Vacated medical center.

Vacated medical center. Photo by Courtesy Photo

Los Angeles County and the USC may be closer to establishing a long-sought biotech park around the USC Health Sciences campus in Boyle Heights.

The county Board of Supervisors last week voted to begin negotiations with Momentum Biosciences to establish a business incubator at the historic Los Angeles County USC Medical Center building, which was vacated in 2008 when a replacement facility was completed.

Momentum is a private business advisory group founded by UCLA and CalTech faculty to match promising academic research with angel or venture investors and provide technical assistance to startups. It has offices and lab space at the CenterPoint Business Park in Culver City and recently expanded into another building there.

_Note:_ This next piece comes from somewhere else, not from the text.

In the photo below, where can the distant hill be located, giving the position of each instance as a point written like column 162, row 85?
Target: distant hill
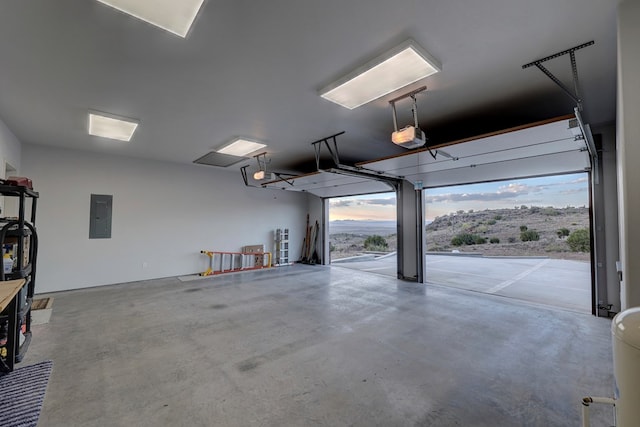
column 366, row 227
column 505, row 226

As envisioned by county supervisors, Momentum would get a free 10-year lease for 113,800 square feet on the now-vacant hospital’s second floor. As many as 10 startups could be nurtured in that space, organizers estimate.

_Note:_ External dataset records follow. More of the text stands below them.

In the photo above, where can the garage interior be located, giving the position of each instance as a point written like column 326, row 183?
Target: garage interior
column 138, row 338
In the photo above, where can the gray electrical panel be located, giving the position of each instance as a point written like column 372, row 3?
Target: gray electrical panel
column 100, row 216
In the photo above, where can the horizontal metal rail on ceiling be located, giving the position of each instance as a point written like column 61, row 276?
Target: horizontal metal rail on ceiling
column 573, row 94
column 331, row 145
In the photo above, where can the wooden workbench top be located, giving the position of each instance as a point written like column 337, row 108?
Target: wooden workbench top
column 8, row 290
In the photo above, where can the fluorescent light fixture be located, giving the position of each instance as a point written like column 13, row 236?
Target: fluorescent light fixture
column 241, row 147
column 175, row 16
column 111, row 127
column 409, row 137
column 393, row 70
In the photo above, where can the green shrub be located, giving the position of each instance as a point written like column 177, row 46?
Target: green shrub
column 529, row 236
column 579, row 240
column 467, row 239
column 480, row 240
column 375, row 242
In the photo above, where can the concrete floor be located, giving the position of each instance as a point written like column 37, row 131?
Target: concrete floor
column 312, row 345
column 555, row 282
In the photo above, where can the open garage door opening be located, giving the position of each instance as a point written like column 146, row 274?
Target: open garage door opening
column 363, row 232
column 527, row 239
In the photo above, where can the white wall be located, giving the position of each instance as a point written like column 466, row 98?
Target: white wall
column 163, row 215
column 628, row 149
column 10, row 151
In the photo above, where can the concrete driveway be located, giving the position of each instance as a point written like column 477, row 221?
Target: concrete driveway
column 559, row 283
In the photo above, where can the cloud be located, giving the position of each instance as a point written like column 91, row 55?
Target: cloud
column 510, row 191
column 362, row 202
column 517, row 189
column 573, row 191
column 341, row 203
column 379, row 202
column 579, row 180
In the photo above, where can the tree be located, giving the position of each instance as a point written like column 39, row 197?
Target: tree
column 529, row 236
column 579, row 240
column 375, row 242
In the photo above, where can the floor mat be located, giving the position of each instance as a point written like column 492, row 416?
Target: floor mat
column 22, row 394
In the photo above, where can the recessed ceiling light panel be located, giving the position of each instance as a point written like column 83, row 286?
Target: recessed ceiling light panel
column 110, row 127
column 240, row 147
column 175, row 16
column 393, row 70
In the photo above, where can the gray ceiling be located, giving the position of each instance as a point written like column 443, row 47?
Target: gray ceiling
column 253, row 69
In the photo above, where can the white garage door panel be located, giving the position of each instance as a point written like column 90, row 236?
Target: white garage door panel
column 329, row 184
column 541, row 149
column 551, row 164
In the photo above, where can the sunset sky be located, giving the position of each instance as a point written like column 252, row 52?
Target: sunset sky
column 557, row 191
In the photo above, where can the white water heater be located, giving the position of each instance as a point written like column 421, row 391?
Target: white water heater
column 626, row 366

Not having to pay rent at its second incubator will enable Momentum to charge lower fees to startups that hope to commercialize life science technology, primarily from USC and Pasadena’s CalTech.

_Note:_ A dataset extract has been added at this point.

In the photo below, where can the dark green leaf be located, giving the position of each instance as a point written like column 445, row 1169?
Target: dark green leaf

“We really have a ton of willing partners, both individuals and institutions, that are eager to demonstrate that there should be a large biotech hub in Los Angeles County,” said Momentum President Philipp Czernin.

The incubator would play a crucial role in boosting the profile of the Boyle Heights campus as a biotech hub, an effort that stalled during the downturn in the commercial real estate market. Boosters said developers aren’t yet confident enough to propose biotech office and lab projects in a redevelopment zone the county has designated adjacent to the campus.

“Despite not having an incubator here, USC still has produced more than 24 mostly life science startups and most of the 500 jobs they’ve generated are still in Los Angeles. Just think what could happen if we had more space to nurture fledgling companies,” said Richard Hull, a senior director at the USC Stevens Institute for Innovation.

The county effort was spearheaded by Supervisor Gloria Molina, whose district includes Boyle Heights.

“If successful, this pilot project could grow into a true biotech hub for Los Angeles County,” she said in a statement.

Federal Stimulation

On another company retention front, the Southern California Biomedical Council is urging local life science companies to take advantage of new tax credits and grant programs that were part of the recently passed federal health care reform package.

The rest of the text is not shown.